Although the ENSO phenomenon occurs over the Pacific Ocean, the environmental impacts affecting wind and precipitation patterns are widespread and stretch to the African continent. For example, the knock-on effects of ENSO effect rainfall patterns in Lake Victoria (Mistry and Conway 2003) and increase precipitation in the wider east African region (Stager et al 2007). In addition, ENSO can intensify drought conditions in Africa, as reflected in the Sahel drought during the 1982-83 ENSO event (Ramage 1986).

Climate change and rising global temperatures are predicted to increase the frequency of extreme ENSO events (Cai et al 2015), so whilst Africa’s water situation will be affected by environmental changes over the long-term, it will also be punctuated temporarily by additional extreme conditions.

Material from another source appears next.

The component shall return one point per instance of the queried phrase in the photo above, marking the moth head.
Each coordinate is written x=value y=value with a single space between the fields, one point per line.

Nevertheless, although Africa's water future may look ominous due to both short and long-term impacts, the risk of water insecurity in Africa can be managed if the correct adaptation measures are adopted. This blog will explore how environmental change is having widespread impacts on water in Africa, as well as the measures taken to combat this.

Happy reading!


References:

Ahrens, C.D. (2012) Meteorology Today: An Introduction to Weather, Climate and the Environment, UK: Cengage Learning.
Cai, W., A. Santoso, G. Wang, S.W. Yeh, S.I. An, K.M. Cobb, M. Collins, E. Guilyardi, F.F. Jin, J.S. Kug, and M. Lengaigne (2015) ‘ENSO and greenhouse warming’, Nature Climate Change, 2015, 5, 849-859.
Heffernan, O. (2014) ‘Pacific Puzzle’, Nature Climate Change, 2014, 4, 167–169.
IPCC (2014) Climate Change 2014: Synthesis Report. Contribution of Working Groups I, II and III to the Fifth Assessment Report of the Intergovernmental Panel on Climate Change. Geneva: IPCC.
Mistry, V.V. and D. Conway (2003) ‘Remote forcing of East African rainfall and relationships with fluctuations in levels of Lake Victoria’, International Journal of Climatology, 23, 1, 67-89.
NASA (n/d) The Water Cycle and Climate Change (online) Available at: http://earthobservatory.nasa.gov/Features/Water/page3.php (Accessed Oct 2016).
NASA Earth Observatory (2010) Fact Sheet: Global Warming (online) Available at: http://earthobservatory.nasa.gov/Features/GlobalWarming/ (Accessed Oct 2016).
NASA GISS (n/d) Global Mean Estimates based on Land and Ocean Data (image online) Available at: http://data.giss.nasa.gov/gistemp/graphs/ (Accessed Oct 2016).
Ramage, C.S. (1986) ‘El Niño’, Scientific American, 254, 76-83.
Stager, J.C., A. Ruzmaikin, D. Conway, P. Verburg and P.J. Mason (2007) ‘Sunspots, El Niño, and the levels of Lake Victoria, East Africa’, Journal of Geophysical Research: Atmospheres, 112, D15.